LEXINGTON, Ky. (LEX 18) — After years of simmering debate, the controversial mural in the University of Kentucky's Memorial Hall will be removed, according to university officials.
In an effort to halt that process, writer Wendell Berry and his wife, Tanya Berry, sued the university Monday morning. Tanya is the niece of Ann Rice O'Hanlon, the muralist.
"I can't, in conscious, sit by while that fresco is destroyed," Berry said in a phone interview with LEX 18.
The lawsuit argues that the mural was created through a government program and it is owned by the people of Kentucky. Therefore, President Eli Capiluoto does not have the right to make a decision to remove it.
"I am not willing to ignore any effort at all to destroy a work of art," Berry said.
The mural isn't the only artwork that would be affected by its removal. In 2018, UK commissioned artist, Karyn Olivier, to create a companion piece designed to confront the problematic mural and spark a dialogue. She said it can be used as a tool to understand our complicated history.
Her piece reproduces the images of the African slaves and places them in a gold leafed dome in order to elevate them to the divine and reinforce the notion or possibility of rebirth.
However, she said the artwork, titled "Witness", wouldn't work without the mural.
"My piece becomes mute," Olivier said. "It's rendered void, in a way. It can't work without the past it seeks to confront. That means my piece is just over. It doesn't work on its own."
She also called the motivation behind the university's decision misguided.
"The idea to remove the mural seems to me like a BandAid," Olivier said. "It's a quick deed to quell the fury and rage people are feeling."
Olivier said she also takes issue with the fact that she was not notified of the decision to remove the mural ahead of time.

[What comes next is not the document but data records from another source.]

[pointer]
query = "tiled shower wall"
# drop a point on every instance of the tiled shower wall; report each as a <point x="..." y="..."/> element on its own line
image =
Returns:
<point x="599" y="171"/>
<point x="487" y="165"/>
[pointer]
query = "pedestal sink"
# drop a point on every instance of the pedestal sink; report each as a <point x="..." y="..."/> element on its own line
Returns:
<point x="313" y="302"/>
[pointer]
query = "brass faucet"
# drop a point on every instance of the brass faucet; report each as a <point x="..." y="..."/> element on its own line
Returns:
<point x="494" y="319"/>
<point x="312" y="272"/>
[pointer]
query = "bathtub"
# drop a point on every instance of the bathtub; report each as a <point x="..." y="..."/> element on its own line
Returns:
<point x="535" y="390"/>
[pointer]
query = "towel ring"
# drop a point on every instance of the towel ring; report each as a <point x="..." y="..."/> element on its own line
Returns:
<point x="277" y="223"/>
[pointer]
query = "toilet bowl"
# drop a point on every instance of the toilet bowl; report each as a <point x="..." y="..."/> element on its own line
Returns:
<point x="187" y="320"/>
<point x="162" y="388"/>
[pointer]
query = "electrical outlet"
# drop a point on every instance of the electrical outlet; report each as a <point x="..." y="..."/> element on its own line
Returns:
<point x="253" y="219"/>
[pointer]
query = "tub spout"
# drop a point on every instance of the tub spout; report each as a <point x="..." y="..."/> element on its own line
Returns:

Instead, she learned about it in media reports.
"I was brought in as a black artist to make this work and in this decision, I was censored and left out of the equation," Olivier said.
She also questioned whether the removal would run counter to the university's purpose to stimulate complex conversations.
"I understand that taking down the mural can feel like this quick, concrete gesture, but I go back to the fact that my piece was not made to absolve the University of Kentucky of the wrongs," Olivier said. "It wasn't meant to absolve them of the white supremacy that they are apart of or tie the race problem in a neat bow. The idea was, now that the piece was made, how do we use it? how do we dissect it? How do we wrestle and rub up against the parts of it that are still problematic and we don't agree with? That's the purpose of higher education."
The lawyer representing Berry in the case, Scott White, raised the same questions and laments the fact that the mural's removal would mean that Olivier would be, in effect, silenced.
"For the administration to turn its back on her after it invited the proposals and awarded the proposals, it just blows your mind that a university would do that," White said. "I don't see how a university would have any credibility with any artist ever again."
White also said the mural and Olivier's companion piece are exactly what the community needs in this moment of reckoning.
"The true healing, we would argue, is dealing with reality," White said. "This space [Memorial Hall] gives us that venue to do it."
In an email, a spokesman for the University of Kentucky responded to the lawsuit.
"Our respect for Wendell Berry is deep and abiding. His contributions to our state and literature are profound. Moving art, however, is not erasing history. It is, rather, creating context to further dialogue as well as space for healing. As President Capilouto wrote to our campus last month, after years of community conversation, 'our efforts and solutions with the mural, for many of our students, have been a roadblock to reconciliation, rather than a path toward healing.' That's not a criticism. It is a statement of fact and, I hope, understanding. We need to move forward."
White said he hopes to get in front of a judge in the next few weeks to get a temporary injunction to halt the removal process.
In the meantime, he said he welcomes a conversation with the University of Kentucky to work out a solution.